I thought of that exchange yesterday when I heard the news of the two soldiers killed in Nothern Ireland. The attack was brutal and a dreadful tragedy for the soldiers killed and others who were injured. For a small number of families, it was a horrible life-changing event. But for the peace process, the reaction from politicians and public indicated its strength not its weakness.

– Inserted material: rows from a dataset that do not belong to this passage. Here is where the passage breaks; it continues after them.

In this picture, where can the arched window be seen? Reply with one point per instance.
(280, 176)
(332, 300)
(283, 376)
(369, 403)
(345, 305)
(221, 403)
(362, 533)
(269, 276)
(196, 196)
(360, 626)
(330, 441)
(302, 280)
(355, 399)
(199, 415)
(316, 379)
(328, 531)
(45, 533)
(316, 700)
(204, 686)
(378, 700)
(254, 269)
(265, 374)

I had been talking about Northern Ireland at a Labour fundraiser on Friday night when in the q and a I was asked what I thought the Blair government should be proudest of. Northern Ireland figured very high in the list. I’ve said before that for me the single greatest moment of my time with TB was when we got onto a small plane in Belfast having, after several days and nights of intense negotiation, finally secured the Good Friday Agreement. As TB said at the time, it was only the first step, but it was a huge one, and with all the obstacles along the way since, it paved the way for a truly transformed Northern Ireland, one of his many contributions to history.

There was a bit of complaint on the Unionist side yesterday that Sinn Fein were not straight out of the blocks with a condemnation of the weekend killings. But Sinn Fein politics remains complicated, and as TB memorably said on another occasion in The Blair Years, Gerry Adams and Martin McGuinness go about their business with a modicum of fear that someone might come along and blow their brains out. Their words, when they came, underlined just how far we have come. They were words of clear condemnation, words of attack on people who simply do not want peace to work, words of warning that the attacks were not just wrong, but counterproductive.

There was a time, under Mrs Thatcher’s government, when Sinn Fein interviews had to be dubbed with the voice of actors because they were banned from carrying their message on TV. I always felt that was counterproductive, and what I heard from Adams and McGuinness yesterday was a clear, strong voice that told of phenomenal progreess in the decade since Omagh.

Back then, we had to work hard on Bill Clinton and his US officials to make sure they put pressure on Sinn Fein to make the right noises about the bombers being divorced from where the majority Republican opinion lay. Yesterday it happened without such pressure. ‘TB said there will be obstacles along the way but the forces of good have to prevail,’ I recorded in the diaries. And when he visited Omagh in the immediate aftermath, the message came back from victims, their families and ordinary members of the public ‘don’t give up.’

It was the same when we went there a few days later with Bill Clinton who, right at the height of the Lewinsky affair, got a huge emotional lift from the warmth of the response when he spoke to a huge crowd in Armagh of why the peace process was so important to him, and why it was too strong to be broken.

Progress in Northern Ireland was the result of bold leadership, commitment from a lot of different people for often very different reasons, hard work and an attitude that says whatever is thrown at you, you just keep going. These latest murders go down as ‘obstacles along the way’ but what is clear from the way people have reacted is that the forces of good are continuing to prevail.